Lets take a look at what the LoadSmartParts method is doing.

You can see that there are various IF blocks inside this method that checks to see if the IsModeMatch() result and the IsRoleMatch() result return the values as defined on our Page definition found under the Portal Manager.  For instance we can see for the main detail part of the account screen we have the following conditional statement:

    if(IsModeMatch(“Detail”) && IsRoleMatch(“”))

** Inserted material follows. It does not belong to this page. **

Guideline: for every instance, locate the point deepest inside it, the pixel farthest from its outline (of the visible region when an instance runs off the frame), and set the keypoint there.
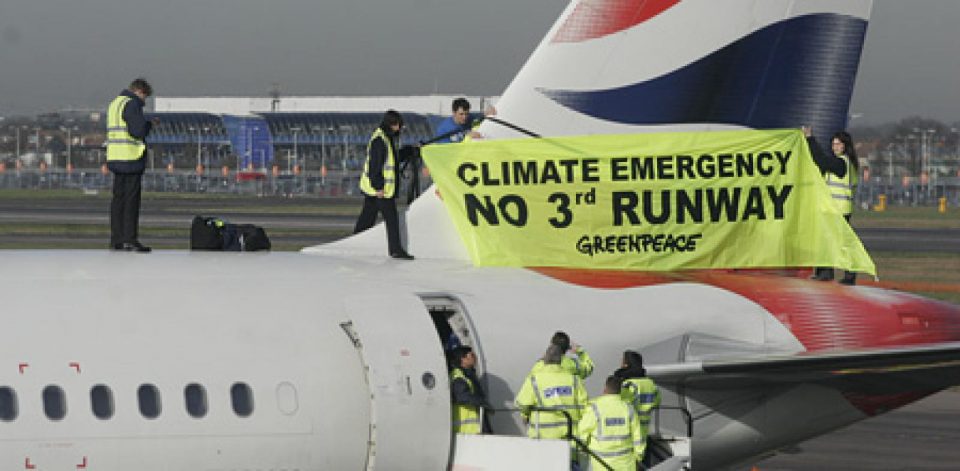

Inside the condition we can see that the script loads the corresponding control which is also defined under the Page definition on the Portal Manager.  Throw in some error trapping code and the code that then actually renders the smart part in the correct Workspace and you have the full code block:

if(IsModeMatch(“Detail”) && IsRoleMatch(“”))
    Control AccountDetails = null;
        AccountDetails = LoadControl(“~/SmartParts/Account/AccountDetails.ascx”);
    catch (Exception ex)
        AccountDetails = new LiteralControl(ex.Message);
    AccountDetails.ID = “AccountDetails”;
    this.PageWorkItem.Workspaces[“MainContent”].Show(AccountDetails, new SmartPartInfo(GetResource(“AccountDetails.Title”), GetResource(“AccountDetails.Description”)));               

So there it is.  From definitions of the Page on the Portal Manager to the actual deployed files. 

A helpful tip: In the past I have seen where a smart part was added to a Portal Page yet it failed to show once the site was deployed.  Under some circumstances the system does not recognize a smart part was added to the page.  This can be confirmed by looking at the deployed code file for the page in question.  If the condition block is not present to load the smart part you can typically force the system to recognize it by modifying the Page definitions again and then re-deploying. 


Kris Halsrud

Kris Halsrud is a Senior Analyst / Developer for Customer FX Corporation.


  1. Hi Kris,

    Thanks for this article!
    I could follow along till the step you started iterating through the details of the LoadSmartParts() method.
    There is no ‘IsModeMatch’ neither’IsRoleMatch’ nor IF blocks in my case.

    Instead, It is a suite of ‘RegisterSmartPart’ calls like the one below.

    RegisterSmartPart(“MainContent”, “Detail”,””,”~/SmartParts/Account/AccountDetails.ascx”, “AccountDetails”,GetResource(“AccountDetails.Title”),GetResource(“AccountDetails.Description”),AccountDetailsProperties);

    Any idea why I don’t have those blocks? Is it a version related issue?


    • Yes it is version related. Older versions did not have those parameters.